Yarin Yoksa della cantante Derya Yildirim con il Grup Şimşek è un disco anatolico ma anche multietnico.
Terzo lavoro per Derya Yildirim & Grup Şimşek, straordinaria combinazione multietnica formata dalla cantante e suonatrice di bağlama Derya Yildirim, nata nel quartiere turco di Amburgo, dalla batterista sudafricana Helen Wells, dal tastierista Graham Mushnik e dal chitarrista, bassista e flautista Antonin Voyant, questi ultimi due francesi; un mix unito dall’amore per la psichedelia turca, che li rende ovviamente accostabili come ispirazione agli Altin Gün. Ma rispetto agli olandesi la band della Yildirim si distingue per un suono meno frenetico e funk e nel quale è maggiore l’influenza folk e della canzone pop melodica turca. Ne è un bell’esempio l’introspettiva traccia finale Güneş accorata e amareggiata tra il Bosforo e la Rive gauche.
La grande forza comunicativa del canto di Derya Yildirim
Yarin Yoksa è cantato in turco, che la cantante definisce il suo ‘linguaggio emozionale’, e in effetti la forza di questo lavoro sta proprio nella sua capacità di essere emotivamente coinvolgente e accattivante. La voce è ricca di pathos e forza comunicativa; anche se non comprendiamo le parole sentiamo vibrare quel senso di smarrimento e di probabile sconfitta che aleggia nelle tracce, ma “se non c’è un domani”, questa è la traduzione del titolo, è anche vero che non bisogna arrendersi. Il che non vale solo per l’individuo, ma anche sul piano politico. In Direne Direne (Resisti, resisti) si parla di “coloro che invasero la terra dal fiume al mare” e si esorta alla resistenza e in Yakamoz riecheggia il grido di dolore di chi ha perso tutto: “Hanno sradicato le mie radici/ Mi hanno spezzato i rami/ Non è rimasto niente di me stesso/ Non posso tornare a casa”. Qui è forte e drammatico il rimando alla tragedia palestinese e il canto della Yildirim richiama quello della grande Selda Bağcan, la Joan Baez del Bosforo.
Yarin Yoksa: il repertorio
Delle undici canzoni, tre sono cover di brani del passato, Misket, che alterna momenti a cappella da brividi a parti strumentali meravigliosamente ipnotiche, Hop Bico, invito alla danza col suo effervescente e brioso synth, e Ceylan, reinventata in un ritmo afro reggae.

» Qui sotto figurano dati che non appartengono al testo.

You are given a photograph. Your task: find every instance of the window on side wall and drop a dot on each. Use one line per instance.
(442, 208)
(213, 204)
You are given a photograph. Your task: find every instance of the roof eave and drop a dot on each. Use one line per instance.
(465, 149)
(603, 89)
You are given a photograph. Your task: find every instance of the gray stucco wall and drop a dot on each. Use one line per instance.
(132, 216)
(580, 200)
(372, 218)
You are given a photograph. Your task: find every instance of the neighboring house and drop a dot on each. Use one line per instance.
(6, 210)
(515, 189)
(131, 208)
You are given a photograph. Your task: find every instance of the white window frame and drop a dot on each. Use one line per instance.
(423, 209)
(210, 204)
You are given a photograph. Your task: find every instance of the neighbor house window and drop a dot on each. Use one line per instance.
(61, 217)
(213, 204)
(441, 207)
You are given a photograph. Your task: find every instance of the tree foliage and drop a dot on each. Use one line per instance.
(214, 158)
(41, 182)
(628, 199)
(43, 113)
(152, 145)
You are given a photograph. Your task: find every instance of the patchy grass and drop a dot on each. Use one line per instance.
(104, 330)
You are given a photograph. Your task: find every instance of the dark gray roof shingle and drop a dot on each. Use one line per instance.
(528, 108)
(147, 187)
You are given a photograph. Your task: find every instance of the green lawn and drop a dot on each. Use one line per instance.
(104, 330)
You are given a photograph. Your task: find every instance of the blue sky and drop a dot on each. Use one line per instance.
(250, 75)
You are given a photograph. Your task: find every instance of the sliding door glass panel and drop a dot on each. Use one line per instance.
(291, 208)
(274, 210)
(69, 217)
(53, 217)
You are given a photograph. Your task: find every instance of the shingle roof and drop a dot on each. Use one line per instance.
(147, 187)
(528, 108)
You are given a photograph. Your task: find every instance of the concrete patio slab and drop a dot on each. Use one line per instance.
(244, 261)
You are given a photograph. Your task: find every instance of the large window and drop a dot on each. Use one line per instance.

Creatività, fantasia, senso del groove sono gli elementi che rendono affascinante e sorprendente l’ascolto del disco, anche grazie all’abilità degli strumentisti e della produzione di Leon Michels che trova un perfetto equilibrio tra il ritmo coinvolgente della sezione ritmica e l’estro solista soprattutto delle tastiere e della bağlama. Atmosfere turche e influssi occidentali creano meraviglie psichedeliche nei soli 90 secondi dello strumentale Yüz Yüze e nel funk soul di Cool Hand con la voce incantevole e seducente della Yildirim che canta ammaliante e limpida.
Rispetto ai lavori precedenti la band fa un ulteriore passo avanti e mostra una sicurezza e una personalità che la proietta fra le cose migliori e più interessanti da ascoltare in questo periodo. Non c’è dubbio che nella ricerca di legarsi alla splendida tradizione del rock anatolico Derya Yildirim e Grup Şimşek riescano a reinventarla e a farla parlare con un linguaggio originale e contemporaneo. Yarin Yoksa è un disco scintillante e dalle molte sfaccettature, impossibile resistere alla sua forza emotiva e al fascino del suo canto ora malinconico e struggente ora energico e rabbioso e perfino gioioso. Il disco esce per Big Crown Records.